Member of the National Assembly of the Republic of Serbia
- In office 3 June 2016 – 6 February 2024

Leader of the Bosniak Democratic Union of Sandžak
- In office 2013–2017

Personal details
- Born: 29 March 1982 (age 44) Novi Pazar, SR Serbia, SFR Yugoslavia
- Party: BDZ (until 2013) BDZ Sandžak (2013–2017) SPP (2017–2023) SBR (2023)
- Occupation: Politician

= Jahja Fehratović =

Serbian politician

Jahja Fehratović (Јахја Фехратовић; born 29 March 1982) is a Serbian politician and academic. He is a prominent figure in the country's Bosniak community.

Fehratović was the leader of the Bosniak Democratic Union of Sandžak (BDZ Sandžak) from the party's formation in 2013 until December 2017, when it was reconstituted as the Justice and Reconciliation Party (SPP) under the leadership of Chief Mufti Muamer Zukorlić. He was a vice-president of the SPP from 2017 to 2023, when he left the party. Fehratović served in the National Assembly of Serbia from 2016 to 2024 and has been a member of the Bosniak National Council.

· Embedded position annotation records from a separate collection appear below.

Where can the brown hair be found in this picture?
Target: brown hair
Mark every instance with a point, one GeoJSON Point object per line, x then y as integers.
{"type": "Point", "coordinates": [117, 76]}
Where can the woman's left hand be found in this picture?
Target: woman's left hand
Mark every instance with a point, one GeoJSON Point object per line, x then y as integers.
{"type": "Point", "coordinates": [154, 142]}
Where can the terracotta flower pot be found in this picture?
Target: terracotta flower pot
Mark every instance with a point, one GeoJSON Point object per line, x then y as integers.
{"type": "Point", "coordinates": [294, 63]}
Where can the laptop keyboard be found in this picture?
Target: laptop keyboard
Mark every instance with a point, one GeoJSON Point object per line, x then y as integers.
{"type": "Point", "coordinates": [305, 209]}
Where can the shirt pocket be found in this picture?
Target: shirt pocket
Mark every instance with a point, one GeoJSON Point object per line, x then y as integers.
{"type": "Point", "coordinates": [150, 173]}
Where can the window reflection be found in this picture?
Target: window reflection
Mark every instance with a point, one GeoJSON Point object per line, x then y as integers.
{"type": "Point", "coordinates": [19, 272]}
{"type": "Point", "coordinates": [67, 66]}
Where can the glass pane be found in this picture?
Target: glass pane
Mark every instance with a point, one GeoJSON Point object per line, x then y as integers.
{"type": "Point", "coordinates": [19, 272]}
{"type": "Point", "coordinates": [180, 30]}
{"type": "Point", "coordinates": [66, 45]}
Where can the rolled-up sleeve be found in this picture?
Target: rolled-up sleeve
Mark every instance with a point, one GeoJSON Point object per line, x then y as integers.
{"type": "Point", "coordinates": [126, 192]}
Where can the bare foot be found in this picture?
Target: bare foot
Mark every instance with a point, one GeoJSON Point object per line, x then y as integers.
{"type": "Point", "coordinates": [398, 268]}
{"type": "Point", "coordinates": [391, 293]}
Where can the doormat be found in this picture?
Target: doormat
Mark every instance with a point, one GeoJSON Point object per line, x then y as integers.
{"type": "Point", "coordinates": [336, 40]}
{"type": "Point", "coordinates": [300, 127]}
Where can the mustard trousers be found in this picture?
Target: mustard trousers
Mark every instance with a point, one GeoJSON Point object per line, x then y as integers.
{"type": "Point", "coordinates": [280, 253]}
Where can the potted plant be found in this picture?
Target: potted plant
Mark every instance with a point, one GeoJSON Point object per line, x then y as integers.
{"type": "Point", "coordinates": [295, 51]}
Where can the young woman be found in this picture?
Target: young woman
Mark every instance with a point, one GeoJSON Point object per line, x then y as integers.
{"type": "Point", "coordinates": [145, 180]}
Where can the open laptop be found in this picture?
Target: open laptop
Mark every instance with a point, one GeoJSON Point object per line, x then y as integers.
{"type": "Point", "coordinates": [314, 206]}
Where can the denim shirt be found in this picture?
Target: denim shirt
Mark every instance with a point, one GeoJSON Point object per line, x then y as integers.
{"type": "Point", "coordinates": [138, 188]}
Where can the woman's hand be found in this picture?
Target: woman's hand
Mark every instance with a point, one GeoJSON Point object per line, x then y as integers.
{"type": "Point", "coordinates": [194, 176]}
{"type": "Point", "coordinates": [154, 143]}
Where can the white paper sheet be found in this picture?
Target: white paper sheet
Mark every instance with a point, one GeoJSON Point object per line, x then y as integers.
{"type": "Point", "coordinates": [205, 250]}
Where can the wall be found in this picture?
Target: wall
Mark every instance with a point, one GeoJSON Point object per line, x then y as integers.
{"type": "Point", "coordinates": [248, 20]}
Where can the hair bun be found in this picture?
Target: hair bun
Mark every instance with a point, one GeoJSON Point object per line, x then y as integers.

==Early life and academic career==
Fehratović was born in Novi Pazar, in the Sandžak region of what was then the Socialist Republic of Serbia in the Socialist Federal Republic of Yugoslavia. He attended elementary and secondary school in the city, earned a bachelor's degree in Bosnian literature and the Bosnian language at the University of Sarajevo in Bosnia and Herzegovina (2007), and later received a master's degree (2012) and a Ph.D. (2013) from Zukorlić's International University of Novi Pazar. His master's thesis was on the poetics and politics of revolutionary poetry, and his Ph.D. was on the literary-historical and poetic characteristics of Sandžačkobošnjačke literature. He began working at the International University of Novi Pazar's department of philology in 2009, is a published poet and novelist, and is an active publisher of historical Bosniak literature.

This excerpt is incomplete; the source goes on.